Tesseract Training

TesseractTraining

Training files produced for and by the Tesseract OCR engine for work on the Early Modern OCR Project (eMOP)

Dictionaries:

  • Raw: This folder contains raw, word list files gathered from a variety of sources
    • The following files were collected from various sources by Ted Underwood and pass on to us. Most are not simple word lists and contain words counts, alternate spellings, etc.
    • addToDictionary.txt
    • gazetteer.txt
    • maindict.txt
    • romannumerals.txt
    • SyncopeRules.txt
    • VariantSpellings.txt

    The following files were generated by eMOP using an R program to count word frequecy from the Text Creation Partnership (TCP) corpus of hand-transcribed texts.
  • ecco-TCP-word-freq.txt
  • eebo-TCP-word-freq.txt

    The following file was gathered from the VARD tool of early modern variant spelling.
  • variants.txt
    The following file was sent to us by Martin Muller who extracted this file of alternate spellings using MorphAdorner. It is broken up by time periods.
  • emopspellings.txt
  • Cleaned: This folder contains cleaned up versions of the Raw files, with just the words left.
  • Combos: This folder contains alphabetically sorted word lists that are combinations of the cleaned lists with all duplicates removed. Files with a suffix of "-CSU" have been cleaned, sorted, and all entries are unique (no duplicates). Files that are underlined and bold, are what we have used in eMOP as the basis for our freq-dawg and word-dawg word lists when training Tesseract to run on the eMOP data set of 45 million page images.
    • FullDict-184k.txt: A combination of all cleaned files received from Ted Underwood (addToDictionary, gazetteer, maindict, romannumerals, SyncopeRules, and VariantSpellings).
    • FullDict-wVariants-CSU: A combination of FullDict-184k.txt and the cleaned variants.txt culled from VARD (variants-CSU.txt). Cleaned, sorted, and unique.
    • TCP-words-btwn100-499.txt, TCP-words-gt100.txt, TCP-words-gt500.txt: Are combinations of the word lists we compiled from the TCP for both EEBO and ECCO documents, and split into various word-frequency ranges.
    • TCP-words-GT-100-wVariants-CSU.txt: A combination of EEBO and ECCO TCP words, with variants-CSU.txt. Cleaned, sorted and unique.

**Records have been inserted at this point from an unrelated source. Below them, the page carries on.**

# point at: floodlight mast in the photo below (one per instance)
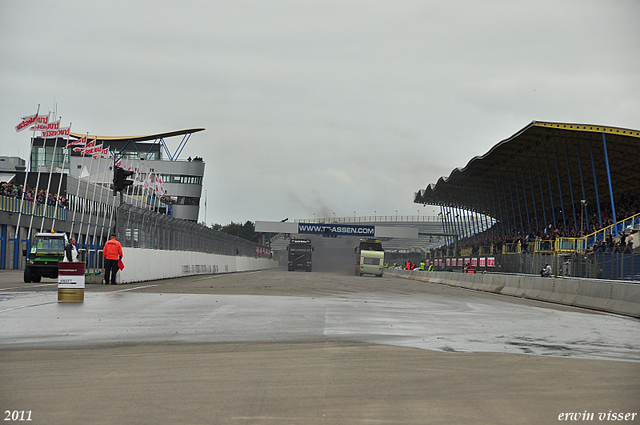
(454, 235)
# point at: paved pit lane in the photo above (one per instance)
(384, 313)
(308, 348)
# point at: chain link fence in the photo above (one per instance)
(142, 228)
(610, 265)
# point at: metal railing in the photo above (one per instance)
(372, 219)
(141, 228)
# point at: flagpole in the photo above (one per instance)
(86, 192)
(24, 186)
(35, 200)
(75, 208)
(53, 157)
(93, 198)
(64, 162)
(95, 230)
(104, 216)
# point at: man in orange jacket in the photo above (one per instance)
(112, 253)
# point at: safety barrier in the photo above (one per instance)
(610, 296)
(11, 204)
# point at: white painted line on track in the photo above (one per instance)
(29, 286)
(133, 289)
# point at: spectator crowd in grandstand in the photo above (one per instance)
(39, 196)
(499, 236)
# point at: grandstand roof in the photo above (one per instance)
(137, 138)
(544, 157)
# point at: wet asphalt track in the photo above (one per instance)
(463, 322)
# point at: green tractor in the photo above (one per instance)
(47, 250)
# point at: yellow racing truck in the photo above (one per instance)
(369, 257)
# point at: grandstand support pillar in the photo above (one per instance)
(506, 209)
(491, 214)
(533, 198)
(584, 196)
(613, 207)
(483, 224)
(519, 204)
(544, 210)
(442, 218)
(524, 193)
(493, 195)
(553, 208)
(458, 227)
(564, 219)
(595, 183)
(451, 219)
(573, 204)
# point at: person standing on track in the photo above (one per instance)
(112, 253)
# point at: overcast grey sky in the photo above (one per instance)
(319, 107)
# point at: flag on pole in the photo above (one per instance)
(88, 145)
(78, 142)
(42, 123)
(147, 181)
(26, 122)
(53, 134)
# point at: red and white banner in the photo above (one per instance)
(77, 142)
(147, 181)
(42, 123)
(88, 145)
(52, 134)
(26, 122)
(92, 150)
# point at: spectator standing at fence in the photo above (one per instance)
(71, 252)
(112, 253)
(546, 271)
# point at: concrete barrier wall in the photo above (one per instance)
(149, 264)
(604, 295)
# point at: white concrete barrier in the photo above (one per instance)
(605, 295)
(149, 264)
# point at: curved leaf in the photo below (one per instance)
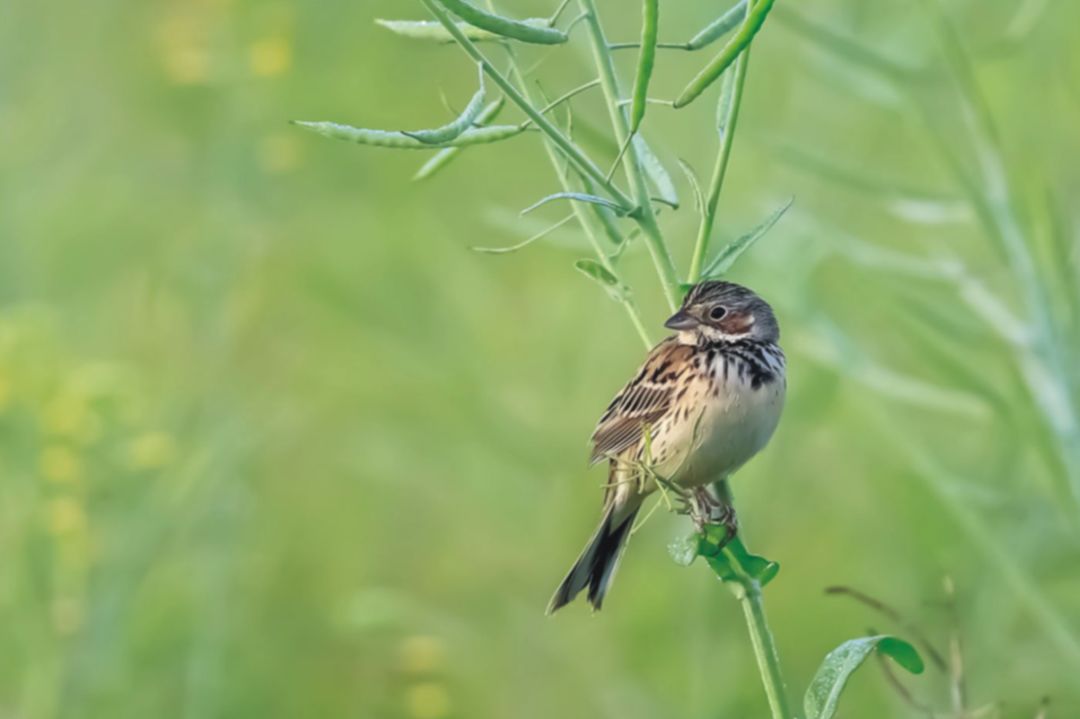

    After much testing with Tesseract of all these various files, combination files, and other combinations, we finally decided on using:

    • FullDict-wVariants-CSU.txt as our main word list (word-dawg), and
    • TCP-words-gt500.txt as our frequently used word list (freq-dawg.



    FontTraining:

    • forEMOP: This folder contains .traineddata, .box, and .tif files used to create the font training for Tesseract on the eMOP project. There are also sample images of each typeface used to create the training as binarized .tif images.
    • notUsed: This folder contains .traineddata, .box, and .tif files used to create the font training for Tesseract, which, after extensive testing, we did not end up using on the eMOP project for various reasons. There are also sample images of each typeface used to create the training as binarized .tif images.
    • combos: This folder contains .traineddata files of every Blackletter typeface we created training for (BL5-All-D2.traineddata) and every Roman & Italic typeface we created training for (RI5-All-D2.traineddata). Both files were created using training from the forEMOP and notUsed folders.
    • The forEMOP and notUsed folders both contain multiple folders cover typefaces created by/for specific individuals. The name convention for the folders is

      <name>-<font type>-<year(s) of creation>

      where

      • <font type> can be any combination of
        • R: Roman
        • I: Italic
        • B: Blackletter
      • <year(s) of creation>is one or more years, separated by a '-'.

      Each of these folders contains

      • A '.traineddata' file, which can be placed in any local tessdata file and used to OCR page images using that typeface or a similar one.
      • A '.tar.gz' file, which contains the box/tif file pairs we created with Franken+ (https://github.com/Early-Modern-OCR/FrankenPlus) for each of these typefaces. For typefaces with multiple styles (roman, italic, blackletter, alternate roman, etc.), and/or multitple styles the differences can be seen in the names of the box/tif file pairs.
      • A 'sample/' folder of binarized tifs of some of the page images used to create the training for that typeface.

      Inside the forEMOP folder is a 'combos/' folder containing SC8b-R7-D2b.traineddata, which is the training file we used to OCR the eMOP corpus. It contains:



    MiscFiles:

    This folder contains two other files that we used to create the Tesseract typeface training in this repo:

    • F+TrainingText-4.txt: This is a text file used with Franken+ to create tif/box pair files for a typeface. Once Franken+ has been used to identify the glyphs to be used to create training for Tesseract, this text file is used to create a set of "Franken-tifs" that are this text "printed" with the glyphs identified in Franken+. The corresponding box files are then created from those tifs and are used to create the training (.tr files) for Tesseract. This text file contains mulitple uses of ever character glyph that we identified in our work including special characters and ligatures. Most of these are identified and given Unicode values in the MUFI set.
    • emop.unicharambigs: This is a file used when creating the final .traineddata file of Tesseract training for a typeface or set of typefaces. It is used by eMOPM to convert all special characters and ligatures into standard, modern equivalent characters (i.e. those found on a keyboard).